Let’s return to my personal experience on the tabletop roleplaying games front. In the last three years, I have managed to make a name for myself within this industry because I received mentoring and financial support. Furthermore, organizations and individuals who were influential in the space actively listened to me and my concerns. They were also proactive in asking for recommendations on who else they could hire, and what good Southeast Asian games they could publish. If more people in video games did this for Filipino game workers, imagine what how much it could benefit our space.
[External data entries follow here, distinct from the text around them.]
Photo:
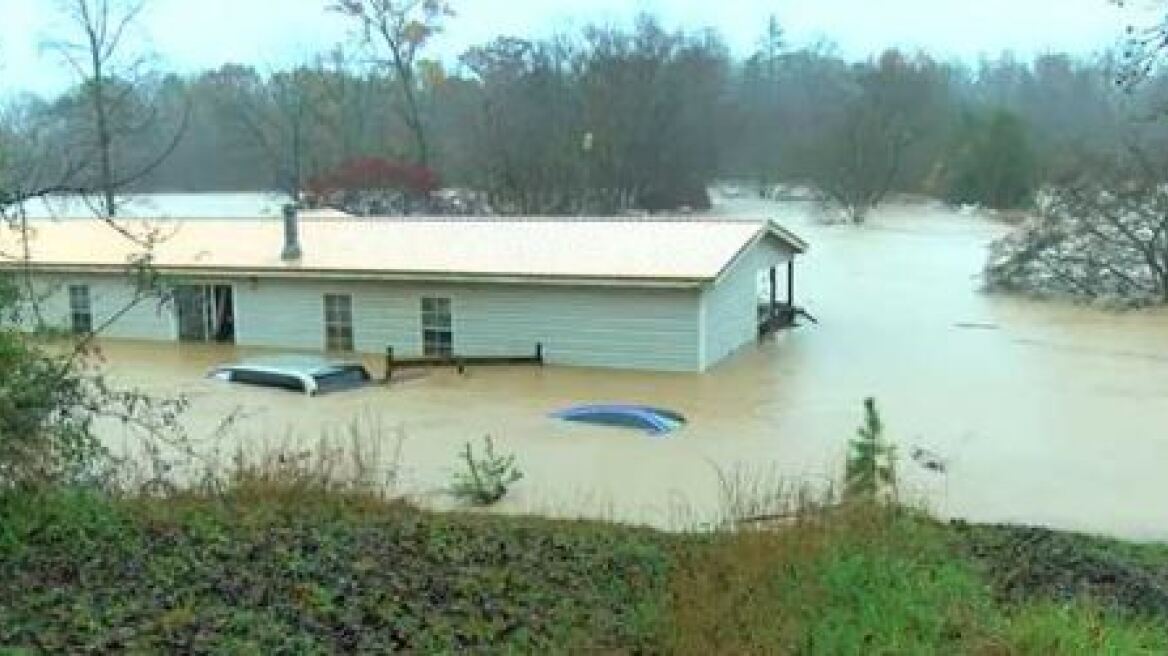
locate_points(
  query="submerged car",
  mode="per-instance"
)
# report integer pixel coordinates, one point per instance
(654, 420)
(300, 374)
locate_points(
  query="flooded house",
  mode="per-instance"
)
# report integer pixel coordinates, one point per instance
(653, 294)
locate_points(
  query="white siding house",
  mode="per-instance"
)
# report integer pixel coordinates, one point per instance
(671, 295)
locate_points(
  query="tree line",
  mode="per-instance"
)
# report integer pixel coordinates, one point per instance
(600, 119)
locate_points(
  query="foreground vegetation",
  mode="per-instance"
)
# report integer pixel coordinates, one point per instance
(264, 569)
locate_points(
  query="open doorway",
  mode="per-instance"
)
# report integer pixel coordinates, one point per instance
(206, 313)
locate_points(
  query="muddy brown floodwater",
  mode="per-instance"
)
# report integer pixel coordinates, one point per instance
(1043, 412)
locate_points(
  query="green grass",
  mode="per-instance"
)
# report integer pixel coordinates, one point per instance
(311, 572)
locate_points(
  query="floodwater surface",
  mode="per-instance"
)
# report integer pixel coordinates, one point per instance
(1041, 412)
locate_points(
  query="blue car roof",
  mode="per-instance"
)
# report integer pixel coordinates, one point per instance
(652, 419)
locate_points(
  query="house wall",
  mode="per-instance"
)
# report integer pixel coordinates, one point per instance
(729, 306)
(109, 295)
(654, 329)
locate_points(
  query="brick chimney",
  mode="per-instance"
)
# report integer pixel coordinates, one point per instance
(291, 235)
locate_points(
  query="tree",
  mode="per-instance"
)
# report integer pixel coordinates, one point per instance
(864, 134)
(397, 30)
(1102, 234)
(871, 461)
(111, 86)
(370, 185)
(279, 114)
(994, 165)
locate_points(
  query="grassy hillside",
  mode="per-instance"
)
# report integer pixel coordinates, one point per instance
(317, 573)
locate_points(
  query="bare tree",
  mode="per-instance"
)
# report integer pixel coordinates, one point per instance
(396, 32)
(857, 153)
(279, 114)
(112, 86)
(1099, 235)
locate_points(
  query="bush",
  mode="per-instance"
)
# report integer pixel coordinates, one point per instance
(871, 462)
(487, 479)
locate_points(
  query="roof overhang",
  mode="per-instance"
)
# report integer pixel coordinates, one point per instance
(380, 276)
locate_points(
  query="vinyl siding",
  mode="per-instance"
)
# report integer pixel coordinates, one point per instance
(730, 305)
(109, 295)
(652, 329)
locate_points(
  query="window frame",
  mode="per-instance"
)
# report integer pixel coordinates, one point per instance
(339, 329)
(437, 320)
(81, 314)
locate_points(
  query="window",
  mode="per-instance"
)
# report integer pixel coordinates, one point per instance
(437, 328)
(338, 322)
(81, 311)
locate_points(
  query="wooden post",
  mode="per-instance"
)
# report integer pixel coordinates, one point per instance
(774, 291)
(791, 283)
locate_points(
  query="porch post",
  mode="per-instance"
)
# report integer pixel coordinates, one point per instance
(791, 283)
(774, 290)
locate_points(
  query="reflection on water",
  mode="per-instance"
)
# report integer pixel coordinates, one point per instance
(1043, 412)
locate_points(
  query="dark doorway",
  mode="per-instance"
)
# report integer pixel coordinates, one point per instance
(206, 313)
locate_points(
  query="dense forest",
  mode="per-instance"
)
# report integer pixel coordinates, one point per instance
(600, 119)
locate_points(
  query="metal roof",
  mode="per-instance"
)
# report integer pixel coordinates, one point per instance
(625, 251)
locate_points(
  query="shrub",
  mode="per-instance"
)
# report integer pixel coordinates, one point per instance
(486, 479)
(871, 462)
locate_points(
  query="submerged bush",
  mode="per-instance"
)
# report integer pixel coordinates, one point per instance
(486, 479)
(871, 461)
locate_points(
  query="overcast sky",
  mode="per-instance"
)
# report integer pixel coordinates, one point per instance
(188, 35)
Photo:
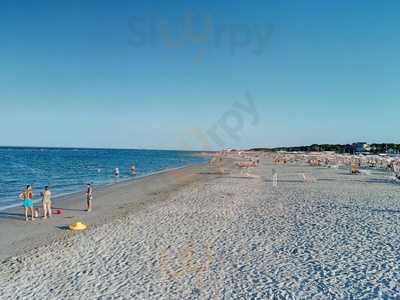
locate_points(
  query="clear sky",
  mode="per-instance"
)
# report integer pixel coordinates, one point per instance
(170, 74)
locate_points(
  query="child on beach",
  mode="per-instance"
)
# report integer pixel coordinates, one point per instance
(26, 196)
(46, 202)
(89, 197)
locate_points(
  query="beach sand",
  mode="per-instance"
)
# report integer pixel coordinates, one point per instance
(201, 235)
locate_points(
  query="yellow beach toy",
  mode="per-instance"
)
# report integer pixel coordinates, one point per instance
(77, 226)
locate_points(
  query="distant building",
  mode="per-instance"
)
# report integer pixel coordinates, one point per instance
(361, 147)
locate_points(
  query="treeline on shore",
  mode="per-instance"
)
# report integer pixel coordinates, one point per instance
(347, 148)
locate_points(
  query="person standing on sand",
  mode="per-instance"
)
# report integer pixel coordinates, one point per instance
(274, 178)
(26, 196)
(89, 197)
(133, 170)
(46, 202)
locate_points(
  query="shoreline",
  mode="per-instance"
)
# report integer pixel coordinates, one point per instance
(98, 187)
(200, 233)
(18, 236)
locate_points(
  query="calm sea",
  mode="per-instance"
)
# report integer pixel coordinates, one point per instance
(68, 170)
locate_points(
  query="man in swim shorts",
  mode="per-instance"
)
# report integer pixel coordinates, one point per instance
(89, 197)
(46, 202)
(26, 196)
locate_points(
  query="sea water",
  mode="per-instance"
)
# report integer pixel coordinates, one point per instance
(68, 170)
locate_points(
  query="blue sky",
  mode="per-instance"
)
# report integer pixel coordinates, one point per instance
(102, 74)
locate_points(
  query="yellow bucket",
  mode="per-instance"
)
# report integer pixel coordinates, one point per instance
(77, 226)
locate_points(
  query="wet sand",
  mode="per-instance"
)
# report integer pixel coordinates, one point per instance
(335, 236)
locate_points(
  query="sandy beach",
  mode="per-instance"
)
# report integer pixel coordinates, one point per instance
(196, 234)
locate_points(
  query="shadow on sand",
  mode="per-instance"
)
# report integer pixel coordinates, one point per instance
(14, 216)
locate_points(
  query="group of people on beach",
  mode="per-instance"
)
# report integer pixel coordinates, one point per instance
(27, 198)
(27, 201)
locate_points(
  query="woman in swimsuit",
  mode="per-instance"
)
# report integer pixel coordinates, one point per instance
(26, 196)
(46, 201)
(89, 197)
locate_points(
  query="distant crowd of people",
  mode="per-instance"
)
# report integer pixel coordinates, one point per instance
(27, 198)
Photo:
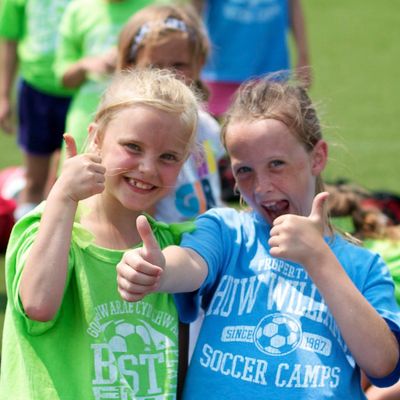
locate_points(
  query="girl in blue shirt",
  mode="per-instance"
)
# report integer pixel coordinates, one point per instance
(292, 309)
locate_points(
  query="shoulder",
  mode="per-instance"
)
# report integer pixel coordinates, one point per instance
(353, 256)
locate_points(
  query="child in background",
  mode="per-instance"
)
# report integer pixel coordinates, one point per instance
(67, 333)
(349, 206)
(173, 37)
(251, 39)
(28, 47)
(292, 309)
(86, 55)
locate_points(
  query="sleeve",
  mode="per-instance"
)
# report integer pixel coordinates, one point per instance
(69, 49)
(379, 291)
(21, 241)
(12, 16)
(211, 241)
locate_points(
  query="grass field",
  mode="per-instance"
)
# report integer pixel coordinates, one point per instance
(355, 59)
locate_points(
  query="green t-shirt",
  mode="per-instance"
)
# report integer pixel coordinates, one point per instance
(86, 33)
(98, 346)
(34, 24)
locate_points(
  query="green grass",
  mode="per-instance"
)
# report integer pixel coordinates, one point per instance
(355, 58)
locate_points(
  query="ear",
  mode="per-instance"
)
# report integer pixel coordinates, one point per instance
(319, 157)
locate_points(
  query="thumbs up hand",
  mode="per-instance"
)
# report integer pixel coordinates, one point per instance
(298, 238)
(139, 271)
(82, 175)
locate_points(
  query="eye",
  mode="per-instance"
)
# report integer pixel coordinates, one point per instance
(170, 157)
(133, 147)
(242, 170)
(276, 163)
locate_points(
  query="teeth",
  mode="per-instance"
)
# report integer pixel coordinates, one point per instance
(270, 205)
(141, 185)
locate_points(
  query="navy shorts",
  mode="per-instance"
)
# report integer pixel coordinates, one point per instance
(41, 120)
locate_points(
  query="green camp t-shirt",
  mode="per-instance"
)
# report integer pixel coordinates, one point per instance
(34, 24)
(90, 33)
(98, 346)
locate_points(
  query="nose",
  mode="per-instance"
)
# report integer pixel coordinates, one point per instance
(146, 165)
(263, 183)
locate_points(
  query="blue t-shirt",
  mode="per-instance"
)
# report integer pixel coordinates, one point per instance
(267, 331)
(249, 38)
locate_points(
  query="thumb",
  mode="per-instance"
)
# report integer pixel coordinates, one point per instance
(318, 207)
(70, 145)
(151, 250)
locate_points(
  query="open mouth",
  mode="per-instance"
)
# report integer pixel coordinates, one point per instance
(142, 186)
(276, 208)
Notably, you don’t even have to be involved in video games to help. Keeping an eye out for our local studios and supporting their products is plenty. Actively interrogating the game industry’s biases against the Philippines helps as well. So would supporting government candidates whose platforms tackle issues that our game workers could face. Any financial support that you could pour into scholarships and mentoring programs could uplift a game worker who sorely wishes to keep making games.

International studios also need to stop coming to our country simply to use our talent for their games: they can and must participate actively in the act of building our community and endorse local stories as much as they endorse local talent. Seeing Filipino names in the credits of a AAA video game is not enough. Filipino stories should not be published as games because they can sell: they should be published as games because they are stories worth telling, just like any other story.

Gayatri Chakravorty Spivak, postcolonial theorist, defined the subaltern as a voiceless entity, dispossessed of agency, and constantly spoken for by those in power. As Filipinos, we are subalterns as both consumers and game designers, rarely ever given an opportunity to speak for ourselves. To be an independent player in the industry would mean being given the liberty to define our own successes, and not have to worry that any risk we take – or failure we suffer – will wash us out completely. To stand on our own would mean that we could make games as we please, and tell the stories we want rather than be beholden to international interests. It would also mean that we would stop being an invisible market, perceived only when it looks like there’s an opportunity for just a few investors to be had. We, too, should not be barred by racism, bigotry, and neo-imperialism. We should be allowed to join the world stage.

Pam Punzalan is a queer game worker and community organizer in Manila. She has freelanced for large tabletop roleplaying game publishing houses such as Rowan, Rook & Decard, Evil Hat, Paizo, and Paradox Interactive on top of pursuing her own work.